The Incubation Period of Infectious Diseases
I thought I’d take a look at some real world incubation times for comparison. Here’s a link that talks about the incubation period of viral infections, which I think is a good comparison for the infectious nature of Lycanthropy, Vampirism, and DnD Diseases. You can see that it is rare for a infectious disease to incubate in a single day. Those illnesses which do are usually minor, such as the Flu and the Common Cold, and have manageable symptoms. This leads me to my new rule-of-thumb:
Mechanically weak diseases should set in within 1d4 days of contraction. Mechanically strong diseases (and Lycanthropy/Vampirism) should set in in 1d4 weeks.
Should Bestow Curse or Hex have Incubation Periods?
Short answer? No. Since the attacker should gain the mechanical advantages of their spell immediately, there is not a way that magically-induced curses can have incubation periods. I make Lycanthropy and Vampirism (still technically curses, I believe) exceptions, because the attacker gets no immediate advantage from their victims contraction of the illness. We can afford to add an incubation period for RP.
So we need to find another way for a immediate curse to reflect actual illness. I suggest that you tell the PC that they have been cursed (“Shooting pains cut through your chest and your skin grows sallow”), but do not tell them the effects of the curse.

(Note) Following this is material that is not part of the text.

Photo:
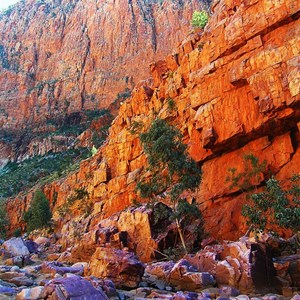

Do not tell them if Bestow Curse was cast upon them and the caster applied disadvantage to all of the PC’s dexterity checks. Instead, let them roll for checks as normal and secretly roll a second die. Take the lower result. Players who pass an Arcana check of the Spellcaster’s DC should gain the mechanical knowledge of their curse.
We don’t want diseases to become intrusive and create work for the DM. After all, secret tracking of disease incubation periods is probably not every Dungeon Master’s cup of tea. If you do decide to go this route, look forward to PCs contracting the flu in the swamp and not seeing symptoms until the big fight three days later. Or a PC who contracts Lycanthropy unknowingly and wonders why, two weeks later, he keeps waking up far from his bed.